About that Raid into Syria

27 October 2008 2:53 pm by Taylor Marsh

BY TAYLOR MARSH


The Bush administration has been busy.

It’s the first time the U.S. has launched an attack inside Syria. Cross-border
incursions into Iraq to kill American soldiers, because the Syrians aren’t minding that border, is the reason given for the strike, but also because of an opportunity, is how it’s being spun.

Time
magazine’s Nicholas Blanford
asked all the right questions yesterday:


Given that the U.S. is saying the number of volunteer fighters infiltrating
Iraq from Syria has dwindled significantly in the past 18 months, why was
this action deemed necessary?

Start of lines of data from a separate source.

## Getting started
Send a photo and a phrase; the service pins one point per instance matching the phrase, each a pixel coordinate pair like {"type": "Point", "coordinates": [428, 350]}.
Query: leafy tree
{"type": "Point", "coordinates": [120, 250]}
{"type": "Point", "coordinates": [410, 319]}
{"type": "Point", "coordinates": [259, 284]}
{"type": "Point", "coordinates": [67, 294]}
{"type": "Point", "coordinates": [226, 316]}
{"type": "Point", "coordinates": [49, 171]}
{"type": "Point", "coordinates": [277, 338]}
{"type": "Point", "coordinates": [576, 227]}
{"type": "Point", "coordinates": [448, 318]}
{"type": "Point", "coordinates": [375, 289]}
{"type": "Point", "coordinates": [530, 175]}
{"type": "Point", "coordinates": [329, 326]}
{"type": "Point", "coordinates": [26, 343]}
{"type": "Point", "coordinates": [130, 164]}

Does the raid signal a shift in U.S. tactics
in the region? And with just over a week before the U.S. presidential election,
why now?

Very interesting from John Landis
at Syria Comment
(via Juan
Cole
)
:


It was probably constructed by the Joint Chiefs of Staff and not Cheney’s
office. Evidently there are real issues at the border and Petraeus has been
warning the Syrians that they must do more. His interest in going to Syria
in the fall of 2007 was as much to read Syria the riot act about compliance
as it was to seek intelligence sharing, although that had been a principal
subject of the Sharm al-Shaykh meeting between Mu`alem and Rice in May. Bashar
al-Asad is no mood to give anything to Bush or Rice in the closing months
of their administration.

There’s only one reason to do this raid. The election is one week away. The truth is that the Bush administration isn’t interested in relations with Syria being restored either. This is one way to accomplish that goal and tick everyone off as a bonus. The Syrian’s called it “serious
aggression.”

The
AP
and other news agencies, along with Fox,
reported that Abu Ghadiyain, Al Qaeda’s senior coordinator operating in Syria,
was killed in the strike. But it’s not confirmed, so wait on putting that notch
on Bush’s belt. Syria’s foreign minister, Walid al-Moallem, called the action “cowboy
politics.”

On another front, 20
were killed in South Waziristan
, including lead Taliban, by a U.S. missile
strike from a predator drone. The targets of the strike had been responsible
for attacks on U.S. soldiers inside Afghanistan. Eida Khan was one of the men
killed, a notorious fighter known inside and outside of Pakistan. But the focus
of the strike was to attack those responsible for Afghanistan incursions, not
Pakistani Taliban, which is a whole different issue.

Raids, strikes, incursions into a sovereign country to strike at wanted targets, as well as killing civilians, is going to put the whole region on edge. Maybe that’s the point. I wish I wasn’t so cynical about Bush’s foreign policy, but there’s really no reason to trust the president. He’s not earned it, that’s for sure.